Like I mentioned above, I should be making a list of things of my surviving possessions. The reason for this is that I am FINALLY making my way back to Pennsylvania to get it all and bring it here. I am both giddy with anticipation and soiled with my own filth of apprehension over this. The giddiness comes from the obvious, just the fact of acquiring my car and possessions again and completing this here move once and for all. As much as I hate moving, I have to admit that I love the act of actually being moved, or the unpacking. I am so looking forward to finally getting my own corner in Denver and making it my own. I've always loved getting a new place and going through the process of making it my own....rethinking how things should go and where. I've always been amazed by the people that I've known who take weeks (or longer) to actually unpack after moving, because it usually takes me anywhere from a matter of hours to at most a matter of days considering on the circumstances. And in this case I anticipate the reward to be compounded by a wave of relief of actually finally being moved fully to Denver and shedding the feeling of being 'in between' places, or rather, being 'in the process' of moving like I've felt for near the whole year.

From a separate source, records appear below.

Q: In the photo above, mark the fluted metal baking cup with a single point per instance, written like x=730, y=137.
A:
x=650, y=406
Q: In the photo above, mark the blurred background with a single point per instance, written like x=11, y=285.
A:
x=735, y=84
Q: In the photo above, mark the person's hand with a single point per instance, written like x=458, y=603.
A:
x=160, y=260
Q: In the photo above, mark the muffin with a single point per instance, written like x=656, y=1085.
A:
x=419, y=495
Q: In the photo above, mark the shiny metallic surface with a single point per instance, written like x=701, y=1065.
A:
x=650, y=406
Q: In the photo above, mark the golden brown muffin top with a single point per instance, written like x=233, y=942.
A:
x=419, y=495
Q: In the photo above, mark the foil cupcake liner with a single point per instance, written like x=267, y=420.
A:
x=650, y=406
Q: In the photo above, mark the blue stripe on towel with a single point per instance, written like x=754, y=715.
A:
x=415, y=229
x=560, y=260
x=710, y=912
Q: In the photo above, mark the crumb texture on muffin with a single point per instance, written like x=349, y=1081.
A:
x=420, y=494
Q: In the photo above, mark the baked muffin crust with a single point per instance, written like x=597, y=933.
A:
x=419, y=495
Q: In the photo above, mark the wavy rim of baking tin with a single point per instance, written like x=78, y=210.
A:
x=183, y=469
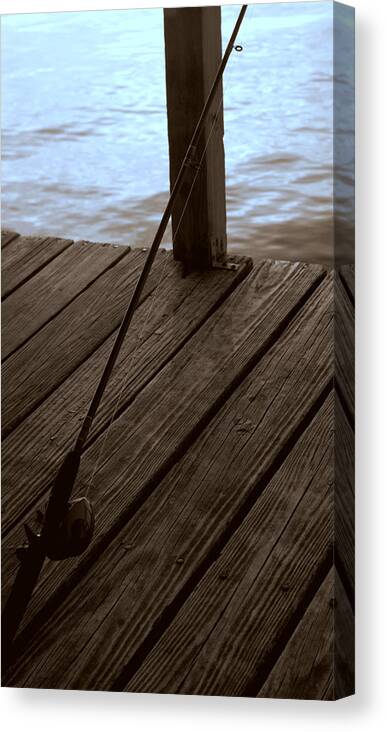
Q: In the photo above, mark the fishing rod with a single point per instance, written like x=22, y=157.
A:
x=68, y=525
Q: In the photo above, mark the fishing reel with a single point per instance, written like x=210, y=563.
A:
x=73, y=535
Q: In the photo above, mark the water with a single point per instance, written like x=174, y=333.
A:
x=84, y=128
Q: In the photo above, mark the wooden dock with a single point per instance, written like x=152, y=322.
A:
x=222, y=561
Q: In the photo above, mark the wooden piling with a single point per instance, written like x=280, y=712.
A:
x=193, y=54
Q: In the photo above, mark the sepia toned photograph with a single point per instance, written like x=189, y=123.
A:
x=178, y=377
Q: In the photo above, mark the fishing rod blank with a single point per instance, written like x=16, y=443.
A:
x=68, y=525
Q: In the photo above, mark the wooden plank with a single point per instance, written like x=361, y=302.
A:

Now, the soiled feeling comes from two sources, neither of which have anything to do with actually soiling myself, which I haven't done for at least twenty minutes. The first comes from actually seeing my stored possessions. I've only been told of the damage and the losses, I have yet to see this for myself, which I'm not sure I'm ready for. The list of damage has near doubled since the initial claim. It seems like every time I talk to the Insurance or to my folks I get a few more items added to the list, usually with a precursor of "Where you terribly attached to "blank"?" With this fact in mind, I'm certain to personally discover even more loss when finally reuniting with my stuff. And even though I've resigned myself with this fact, that doesn't mean I can be fully prepared.
The second half of this soiled feeling has to do with the actual move itself. I have given myself only one full week to accomplish everything.....which, in short, consists of flying into Pittsburg, meeting with the Insurance Rep and stabbing him in the throat, hiding the body, going through my stuff and salvaging what can be while discarding the rest, repacking what I'm keeping, lying to authorities that come looking for missing Rep, driving from Central Pennsylvania to Denver.
I plan on drinking a lot of coffee.....moreso than what I consume on a daily basis now.

But, in all honesty, the anticipation does far outway the dread. I have felt in between places for FAR too long, and I'm looking forward to starting the process of growing some roots again.....or at least getting to the point where I feel less compelled to write blogs about where I'm at mentally and physically and get back to writing the nonsence I used to write about........like being cut from a Jib and whatnot.